The mechanisms of crack formation in the tungsten divertor plates irradiated by hydrogen plasma under ITER-type steady-state and transient events are investigated. The stresses and defects of samples‘ initial structure are annealed as a result of steady-state irradiation with Falcon ion source, which generates 2 keV hydrogen ion flux of ~ 10²² m^-2s⁻¹ and power density ~ 1.7 MW × m⁻². Quasi-stationary plasma accelerator QSPA Kh-50 provides pulsed hydrogen plasma loads which operating mode simulates transient events (type I ELMs) in ITER: ion impact energy is about 400 eV, maximum plasma pressure is 0.32 MPa, pulse duration is 0.25 ms. The diffraction maxima profiles, positions, intensities, half-widths, and intensity distributions are analyzed. The origin of crack formation is found to be in the plastic deformation of surface layers by the twinning mechanism. The latter is reinforced by the interaction of twins with the hydrogen-filled micro-pores. The micro-pores appear as a result of hydrogen saturation of subtraction loops formed due to the coalescence of vacancy complexes.
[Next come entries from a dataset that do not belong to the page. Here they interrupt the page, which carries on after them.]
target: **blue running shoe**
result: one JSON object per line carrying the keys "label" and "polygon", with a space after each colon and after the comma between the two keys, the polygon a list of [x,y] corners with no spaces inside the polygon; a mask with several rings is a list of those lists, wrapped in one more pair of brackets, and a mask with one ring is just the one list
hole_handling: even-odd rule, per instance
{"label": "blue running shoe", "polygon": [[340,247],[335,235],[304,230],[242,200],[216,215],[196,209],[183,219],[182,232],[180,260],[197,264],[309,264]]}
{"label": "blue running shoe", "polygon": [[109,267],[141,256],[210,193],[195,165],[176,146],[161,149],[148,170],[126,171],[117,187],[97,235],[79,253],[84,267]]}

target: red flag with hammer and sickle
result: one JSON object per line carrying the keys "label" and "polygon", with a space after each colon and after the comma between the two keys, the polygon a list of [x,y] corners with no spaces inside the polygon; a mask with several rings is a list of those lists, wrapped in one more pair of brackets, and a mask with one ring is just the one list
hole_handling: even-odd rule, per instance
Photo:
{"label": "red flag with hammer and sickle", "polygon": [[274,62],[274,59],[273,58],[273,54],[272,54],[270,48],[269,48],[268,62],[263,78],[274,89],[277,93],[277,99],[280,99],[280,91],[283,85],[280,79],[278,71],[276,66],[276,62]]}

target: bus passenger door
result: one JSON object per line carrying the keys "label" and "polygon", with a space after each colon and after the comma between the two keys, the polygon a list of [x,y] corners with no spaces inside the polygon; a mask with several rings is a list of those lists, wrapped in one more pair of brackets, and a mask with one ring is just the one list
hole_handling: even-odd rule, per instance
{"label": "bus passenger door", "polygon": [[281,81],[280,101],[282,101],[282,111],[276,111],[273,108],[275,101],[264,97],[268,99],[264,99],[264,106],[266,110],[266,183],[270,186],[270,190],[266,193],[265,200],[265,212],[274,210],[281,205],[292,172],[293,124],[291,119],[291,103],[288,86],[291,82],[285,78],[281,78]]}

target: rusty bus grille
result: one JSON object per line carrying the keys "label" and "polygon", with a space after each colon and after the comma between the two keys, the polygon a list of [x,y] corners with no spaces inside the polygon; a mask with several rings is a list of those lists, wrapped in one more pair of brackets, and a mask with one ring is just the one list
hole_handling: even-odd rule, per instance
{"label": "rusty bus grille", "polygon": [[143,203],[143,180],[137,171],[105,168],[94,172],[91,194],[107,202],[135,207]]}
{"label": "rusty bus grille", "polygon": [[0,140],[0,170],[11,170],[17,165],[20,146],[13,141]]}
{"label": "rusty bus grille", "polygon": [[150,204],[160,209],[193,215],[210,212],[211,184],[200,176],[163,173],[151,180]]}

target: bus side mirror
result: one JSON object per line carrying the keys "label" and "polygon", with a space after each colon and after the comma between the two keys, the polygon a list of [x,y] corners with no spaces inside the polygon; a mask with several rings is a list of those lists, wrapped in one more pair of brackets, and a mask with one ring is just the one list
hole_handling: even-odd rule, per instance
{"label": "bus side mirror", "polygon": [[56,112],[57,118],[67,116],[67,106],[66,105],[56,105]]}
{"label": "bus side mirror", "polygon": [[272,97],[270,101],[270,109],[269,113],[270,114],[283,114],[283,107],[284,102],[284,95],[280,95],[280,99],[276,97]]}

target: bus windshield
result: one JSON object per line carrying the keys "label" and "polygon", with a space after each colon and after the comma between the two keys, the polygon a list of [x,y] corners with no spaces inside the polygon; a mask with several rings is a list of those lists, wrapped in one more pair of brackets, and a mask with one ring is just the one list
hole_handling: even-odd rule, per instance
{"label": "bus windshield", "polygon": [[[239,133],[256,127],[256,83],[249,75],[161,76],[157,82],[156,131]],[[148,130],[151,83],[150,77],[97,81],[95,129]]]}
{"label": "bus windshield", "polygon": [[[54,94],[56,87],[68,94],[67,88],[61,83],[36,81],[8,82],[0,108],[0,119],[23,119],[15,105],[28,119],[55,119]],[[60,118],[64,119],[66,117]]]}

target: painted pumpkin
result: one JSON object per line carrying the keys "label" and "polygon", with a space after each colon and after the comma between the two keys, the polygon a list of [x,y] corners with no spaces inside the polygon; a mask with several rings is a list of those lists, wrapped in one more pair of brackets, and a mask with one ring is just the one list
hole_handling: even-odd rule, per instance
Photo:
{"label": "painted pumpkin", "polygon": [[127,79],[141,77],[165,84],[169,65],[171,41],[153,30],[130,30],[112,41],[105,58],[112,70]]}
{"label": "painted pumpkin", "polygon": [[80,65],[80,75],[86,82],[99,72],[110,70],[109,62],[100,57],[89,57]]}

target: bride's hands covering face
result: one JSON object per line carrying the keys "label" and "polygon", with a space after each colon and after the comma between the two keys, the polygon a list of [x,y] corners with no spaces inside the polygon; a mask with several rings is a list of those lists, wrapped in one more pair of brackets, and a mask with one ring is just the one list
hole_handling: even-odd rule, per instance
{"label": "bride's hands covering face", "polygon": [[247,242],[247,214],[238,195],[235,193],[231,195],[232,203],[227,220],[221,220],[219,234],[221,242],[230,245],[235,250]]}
研究了在ITER型稳态和瞬态事件下，氢等离子体辐照钨分流板的裂纹形成机理。样本的初始结构应力和缺陷被退火与隼离子源的稳态辐照，其产生〜10的2千电子伏氢离子通量的结果²²米^-2小号^-1和功率密度〜1.7 MW×米^{- 2}。准静态等离子体加速器QSPA Kh-50提供脉冲氢等离子体负载，其运行模式模拟ITER中的瞬态事件（I型ELM）：离子撞击能量约为400 eV，最大等离子体压力为0.32 MPa，脉冲持续时间为0.25 ms。分析了最大衍射图，位置，强度，半峰宽和强度分布。发现裂纹形成的根源在于孪生机制对表层的塑性变形。孪晶与充氢微孔的相互作用增强了后者。微孔的出现是由于空位络合物聚结而形成的减法环的氢饱和的结果。